【ショートショート】わたし書くの、読むために。
わたしは本が好きだ。
でも、文字列がまっすぐに見えない。
いつも定規をあてて読む。
だから、紙の本じゃないと読むのが難しい。
それでも難しい本は頭に入らない。
そんなとき、わたしには秘策がある。
ノートにそのまま書き写すのだ。
そうすると、頭に入る、気がする、なんとなく。
「いろはさん!何読んでるの?」
わたしは通っている就労移行支援施設で、同じく利用者のいろはさんに声をかける。
「何って……見ての通り就職四季報です」
「へぇ〜!それっておもしろい?」
「面白いというか、企業研究のためですよ」
「ふーん、わたしも読みたいな!」
いろはさんが「休憩時間の間なら」と本を貸してくれた。
さあ、ノートに書き写そう。
企業名、会社概要、業種、募集職種、……
読めない漢字もたくさんある。
でもとにかく、書き写しまくる。
ノートはやっぱりいい。
だって、横に線が引いてあるから。
文字列がばらばらに見える私でも、比較的まっすぐに見えやすいのだ。
リーンゴーン。
休憩時間終了のチャイムが鳴る。
気づくといろはさんが横に立っていた。
「一個一個書き写してるんですか?どれだけ時間かかるんですか、それ」
いろはさんは、わたしからひったくるように本を持っていってしまった。
夜に妹が帰ってきて、報告を受けた。
「お姉ちゃん、私結婚するから」
「ええっ、お、おめでとう!」
いきなりのことで驚いた。
どうやらお母さんには、付き合っている彼氏のことは前々から話していたらしい。
「結婚式も来てもらうけど、くれぐれも変なことしないでよね」
釘を刺される。
でも、変なことってたとえばなんだろう……?
結婚式なんて出たことがないからわからない。
あとでお母さんに聞こう。
しばらくして、隣の部屋で妹が荷造りをはじめた。
1冊の本を持って、妹がわたしの部屋に入ってくる。
「お姉ちゃん、この本いらないからあげるよ。

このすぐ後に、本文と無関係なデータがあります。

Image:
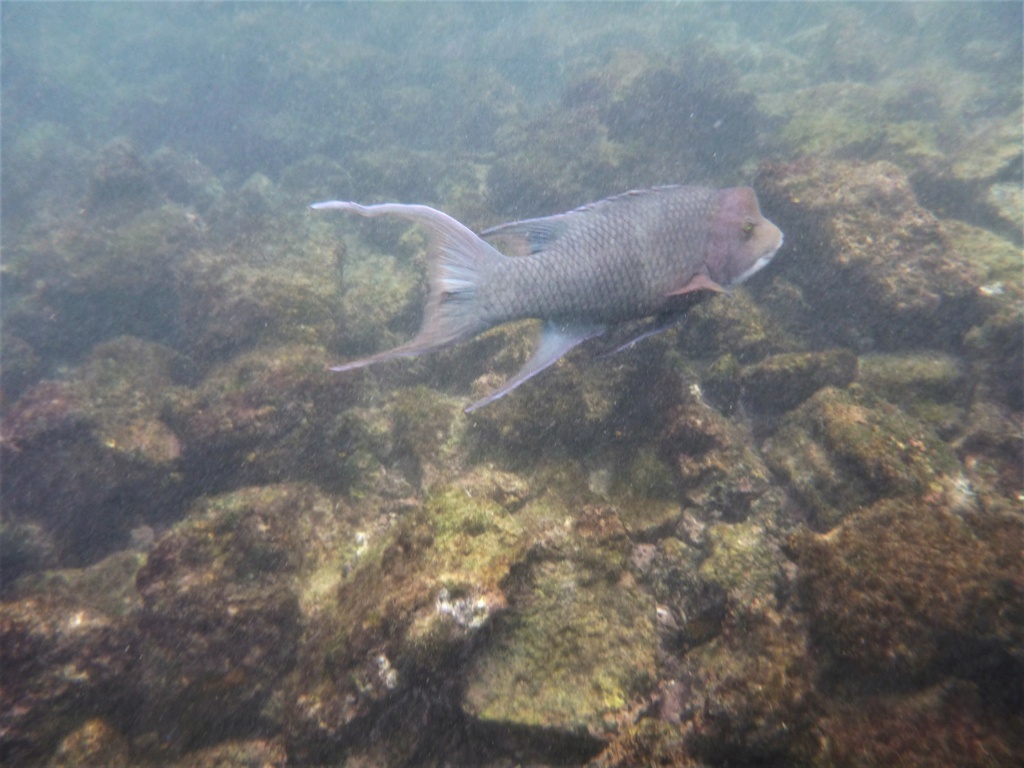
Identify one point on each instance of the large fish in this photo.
(628, 257)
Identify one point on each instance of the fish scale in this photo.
(620, 259)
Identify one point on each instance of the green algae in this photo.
(570, 657)
(883, 602)
(741, 560)
(783, 381)
(842, 451)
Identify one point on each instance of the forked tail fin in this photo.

わりと面白かったよ。お姉ちゃん本好きじゃん」
「いいの?ありがとう」
あらすじを読むと、作家を目指す図書館司書の物語らしかった。
難しそうだ、でも書き写そう。
せっかく結婚する妹がくれたものだから。
読み進めると、こんな一節が目に入った。
「言葉は花束になる。贈ることで、相手を喜ばせることができる。わたしはそんな言葉を紡ぎたい」
そのときだった。
ぐらぐらと家が横に揺れはじめた。
とっさに机の下に入る。
ばさばさと本棚に入れた歴代のノートたちが落ちる。
揺れが落ち着いたころ、わたしはノートを拾い上げた。
今のノートは219代目だ。
歴代の218冊のほとんどが床に散らばってしまった。
なんとはなしに、読み返す。
そういえばわたしはノートを読み返したことがなかった。
いつも書いて理解するのに必死だから。
そこには、宝物があった。
言葉たちのひとつひとつが、輝いて見えた。
ここから妹に贈る花束を作ろう。
姉からのプレゼントとして、手紙にしよう。
変じゃないよね?
きっと大丈夫。
だって、こんなにすてきな言葉たちなんだから。